Estes dois estudos aumentam o nosso conhecimento sobre os erros alimentares dos portugeses. São um ponto de partida para os cinco desejos que a Ordem dos Nutricionistas formulou para o próximo ano. É imperioso que eles se transformem numa aspiração generalizada, que não seja esquecida pela Assembleia da República que vamos eleger.

  1. Queremos conhecer a fundo o impacto que a pandemia e as alterações na alimentação dos portugueses trouxeram para a saúde de cada um de nós. Prevemos que a obesidade se tenha agravado, que os casos de hipertensão tenham aumentado e que a diabetes tenha ficado muitas vezes por diagnosticar. Por isso, urge que no próximo ano seja encetado um estudo alargado que avalie a prevalência das doenças crónicas, a nível nacional, e que se conheçam com rigor os consumos alimentares, já que o último inquérito alimentar nacional foi realizado em 2015.
  2. Há uma clara necessidade de intensificação de políticas que, além de promoverem escolhas alimentares saudáveis, se foquem em particular nas populações mais vulneráveis, em maior risco de desigualdades, quer no acesso a alimentos, quer no acesso a cuidados de saúde, no geral, e, em particular, aos de nutrição. Impõe-se aumentar o ritmo e a intensidade nas medidas desencadeadas pelo Estado, destinadas a melhorar o estado nutricional da população. É urgente aumentar a literacia alimentar da população, contribuindo para a adoção de uma alimentação saudável.
  3. Falando em literacia, não nos esqueçamos das escolas e de como elas necessitam de nutricionistas, que possam ajudar as crianças e os jovens neste domínio. O Ministério da Educação tarda a dar resposta a esta necessidade. Mas, é precisamente a estas faixas etárias que devem ser direcionados os maiores esforços, sendo a escola o local privilegiado onde as crianças e adolescentes podem adquirir conhecimentos e competências para a adoção de comportamentos alimentares mais saudáveis.
  4. Valorizando os mais novos, não esqueçamos os mais velhos. O retrato do estado nutricional dos idosos nos lares é preocupante, uma vez que cerca de metade estão em risco de malnutrição. Só com a presença de nutricionistas nestas instituições é possível definir uma alimentação adequada aos utentes, adaptada às necessidades e características individuais.
  5. Finalmente, falemos dos cuidados de saúde de proximidade, onde os centros de saúde têm um lugar de destaque e onde a promoção da saúde deve ser palavra de ordem, com equipas de saúde multidisciplinares, onde os nutricionistas são essenciais. Eles são, contudo, ainda muito escassos. Mas, destaquemos também as autarquias. Não nos esqueçamos que a transferência de competências vem alargar as suas competências, nomeadamente na alimentação escolar, mas também na promoção da saúde e prevenção da doença. Aliás, arriscamos dizer que este é um dos setores em que o nutricionista tem maior potencial para intervir junto da população, auxiliando os autarcas na definição das políticas locais de saúde. Mas, apesar da evolução positiva, só uma em cada cinco autarquias tem nutricionistas.
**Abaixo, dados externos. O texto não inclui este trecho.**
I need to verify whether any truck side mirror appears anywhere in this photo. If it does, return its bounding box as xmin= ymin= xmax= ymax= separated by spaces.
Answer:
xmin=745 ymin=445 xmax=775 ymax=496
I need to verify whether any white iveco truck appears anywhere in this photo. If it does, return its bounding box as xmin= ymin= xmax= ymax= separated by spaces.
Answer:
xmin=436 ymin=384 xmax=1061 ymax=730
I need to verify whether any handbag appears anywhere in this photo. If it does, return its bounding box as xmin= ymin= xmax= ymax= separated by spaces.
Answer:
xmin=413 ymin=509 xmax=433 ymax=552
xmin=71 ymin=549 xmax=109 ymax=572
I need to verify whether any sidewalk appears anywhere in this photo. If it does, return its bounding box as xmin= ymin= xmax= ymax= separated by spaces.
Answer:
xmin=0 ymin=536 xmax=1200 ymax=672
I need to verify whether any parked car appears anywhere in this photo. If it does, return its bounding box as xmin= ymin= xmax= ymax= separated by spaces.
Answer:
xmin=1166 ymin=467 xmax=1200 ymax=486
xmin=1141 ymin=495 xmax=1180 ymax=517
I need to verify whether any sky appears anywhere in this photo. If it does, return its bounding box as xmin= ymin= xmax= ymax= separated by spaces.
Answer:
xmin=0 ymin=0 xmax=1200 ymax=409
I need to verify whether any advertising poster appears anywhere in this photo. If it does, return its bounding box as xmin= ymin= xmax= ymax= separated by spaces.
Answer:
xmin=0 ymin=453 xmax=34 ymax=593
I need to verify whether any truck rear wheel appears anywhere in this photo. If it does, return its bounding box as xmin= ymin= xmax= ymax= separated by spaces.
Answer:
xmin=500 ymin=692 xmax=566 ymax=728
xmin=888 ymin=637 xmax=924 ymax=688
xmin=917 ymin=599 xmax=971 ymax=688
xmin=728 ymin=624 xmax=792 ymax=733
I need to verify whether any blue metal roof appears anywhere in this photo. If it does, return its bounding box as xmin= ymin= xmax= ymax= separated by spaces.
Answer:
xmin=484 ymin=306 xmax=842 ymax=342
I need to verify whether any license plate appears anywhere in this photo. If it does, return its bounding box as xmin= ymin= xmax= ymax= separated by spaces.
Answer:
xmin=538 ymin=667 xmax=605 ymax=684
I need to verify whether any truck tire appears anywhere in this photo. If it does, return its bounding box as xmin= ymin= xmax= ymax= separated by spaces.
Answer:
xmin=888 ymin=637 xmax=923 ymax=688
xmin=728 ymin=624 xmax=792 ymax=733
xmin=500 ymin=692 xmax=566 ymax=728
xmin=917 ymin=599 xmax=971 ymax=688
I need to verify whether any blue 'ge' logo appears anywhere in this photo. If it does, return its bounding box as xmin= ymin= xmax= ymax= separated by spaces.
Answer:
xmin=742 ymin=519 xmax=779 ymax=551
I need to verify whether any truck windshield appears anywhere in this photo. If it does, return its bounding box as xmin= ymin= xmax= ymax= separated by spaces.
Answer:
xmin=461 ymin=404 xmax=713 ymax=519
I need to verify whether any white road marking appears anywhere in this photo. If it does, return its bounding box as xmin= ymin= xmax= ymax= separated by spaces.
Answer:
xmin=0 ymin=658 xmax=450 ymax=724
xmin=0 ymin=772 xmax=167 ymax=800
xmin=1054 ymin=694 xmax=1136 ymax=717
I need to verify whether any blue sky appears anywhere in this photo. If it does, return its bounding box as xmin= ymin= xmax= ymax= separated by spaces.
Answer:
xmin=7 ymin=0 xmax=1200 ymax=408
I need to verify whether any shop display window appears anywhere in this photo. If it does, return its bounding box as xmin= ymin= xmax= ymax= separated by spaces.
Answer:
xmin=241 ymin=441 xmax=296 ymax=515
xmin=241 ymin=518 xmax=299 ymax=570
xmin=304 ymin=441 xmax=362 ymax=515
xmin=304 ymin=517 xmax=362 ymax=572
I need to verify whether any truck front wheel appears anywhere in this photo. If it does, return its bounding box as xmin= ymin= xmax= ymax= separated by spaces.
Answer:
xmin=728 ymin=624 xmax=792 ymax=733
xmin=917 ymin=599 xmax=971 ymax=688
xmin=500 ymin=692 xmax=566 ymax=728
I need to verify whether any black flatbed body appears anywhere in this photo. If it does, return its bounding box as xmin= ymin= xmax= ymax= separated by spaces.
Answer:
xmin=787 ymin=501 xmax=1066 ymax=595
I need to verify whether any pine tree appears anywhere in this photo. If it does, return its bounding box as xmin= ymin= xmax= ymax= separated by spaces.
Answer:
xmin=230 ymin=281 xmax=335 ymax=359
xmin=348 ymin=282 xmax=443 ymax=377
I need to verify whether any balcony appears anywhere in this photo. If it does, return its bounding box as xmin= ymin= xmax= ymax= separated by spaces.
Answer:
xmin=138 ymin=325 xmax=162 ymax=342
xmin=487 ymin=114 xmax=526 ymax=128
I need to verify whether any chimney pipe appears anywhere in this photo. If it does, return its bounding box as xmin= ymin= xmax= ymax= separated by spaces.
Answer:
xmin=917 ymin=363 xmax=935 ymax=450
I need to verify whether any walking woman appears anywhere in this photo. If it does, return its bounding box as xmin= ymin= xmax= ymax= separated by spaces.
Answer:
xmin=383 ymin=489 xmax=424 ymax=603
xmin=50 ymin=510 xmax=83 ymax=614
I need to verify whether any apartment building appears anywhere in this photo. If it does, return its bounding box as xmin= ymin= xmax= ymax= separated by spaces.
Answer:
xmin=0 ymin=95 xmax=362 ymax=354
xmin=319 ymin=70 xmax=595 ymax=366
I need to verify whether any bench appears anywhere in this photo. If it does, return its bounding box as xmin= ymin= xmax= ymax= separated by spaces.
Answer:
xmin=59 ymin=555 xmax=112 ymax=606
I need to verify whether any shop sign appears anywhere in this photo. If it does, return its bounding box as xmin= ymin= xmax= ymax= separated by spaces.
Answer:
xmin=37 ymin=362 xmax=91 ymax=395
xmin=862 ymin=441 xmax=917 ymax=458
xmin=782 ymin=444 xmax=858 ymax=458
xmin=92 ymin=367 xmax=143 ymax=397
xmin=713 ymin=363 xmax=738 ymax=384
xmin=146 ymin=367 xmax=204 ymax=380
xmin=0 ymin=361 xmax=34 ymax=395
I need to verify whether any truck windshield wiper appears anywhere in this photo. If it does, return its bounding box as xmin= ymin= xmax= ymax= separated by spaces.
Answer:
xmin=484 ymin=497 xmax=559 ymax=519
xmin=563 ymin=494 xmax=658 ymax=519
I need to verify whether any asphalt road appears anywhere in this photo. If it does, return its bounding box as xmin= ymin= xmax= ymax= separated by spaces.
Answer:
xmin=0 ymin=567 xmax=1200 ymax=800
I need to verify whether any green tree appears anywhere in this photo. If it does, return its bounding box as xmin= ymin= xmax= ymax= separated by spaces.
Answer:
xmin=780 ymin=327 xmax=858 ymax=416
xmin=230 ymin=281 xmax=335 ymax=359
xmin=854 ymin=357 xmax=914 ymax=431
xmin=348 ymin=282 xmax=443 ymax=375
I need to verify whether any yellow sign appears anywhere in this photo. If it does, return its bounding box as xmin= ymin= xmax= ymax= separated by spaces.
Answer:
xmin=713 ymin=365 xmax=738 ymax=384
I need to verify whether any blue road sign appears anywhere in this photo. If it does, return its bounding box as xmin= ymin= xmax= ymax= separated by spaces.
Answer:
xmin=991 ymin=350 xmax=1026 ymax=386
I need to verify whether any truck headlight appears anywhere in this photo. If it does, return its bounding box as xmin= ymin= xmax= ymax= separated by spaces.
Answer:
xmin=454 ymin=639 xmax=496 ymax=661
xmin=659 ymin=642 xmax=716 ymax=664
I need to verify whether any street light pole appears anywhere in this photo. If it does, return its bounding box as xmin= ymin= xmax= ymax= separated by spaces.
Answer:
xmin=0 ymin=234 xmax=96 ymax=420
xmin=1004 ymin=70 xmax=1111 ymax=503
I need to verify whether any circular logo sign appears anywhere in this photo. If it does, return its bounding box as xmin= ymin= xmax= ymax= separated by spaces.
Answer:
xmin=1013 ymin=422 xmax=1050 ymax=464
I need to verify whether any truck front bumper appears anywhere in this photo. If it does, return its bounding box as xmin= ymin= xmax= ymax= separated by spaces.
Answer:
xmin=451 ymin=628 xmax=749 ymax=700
A concretização destes desejos em muito auxiliaria a que os portugueses retomem as tradições alimentares e voltem à dieta mediterrânica. Um padrão alimentar saudável e sustentável, predominantemente de origem vegetal e amiga do ambiente, de proximidade, e que integra uma enorme diversidade de produtos sazonais.

Temos uma mão cheia de expectativas que queremos ver cumpridas durante o próximo ano. Desejamos que 2022 seja tempo de mudar para uma alimentação melhor, uma saúde maior e uma vida mais feliz.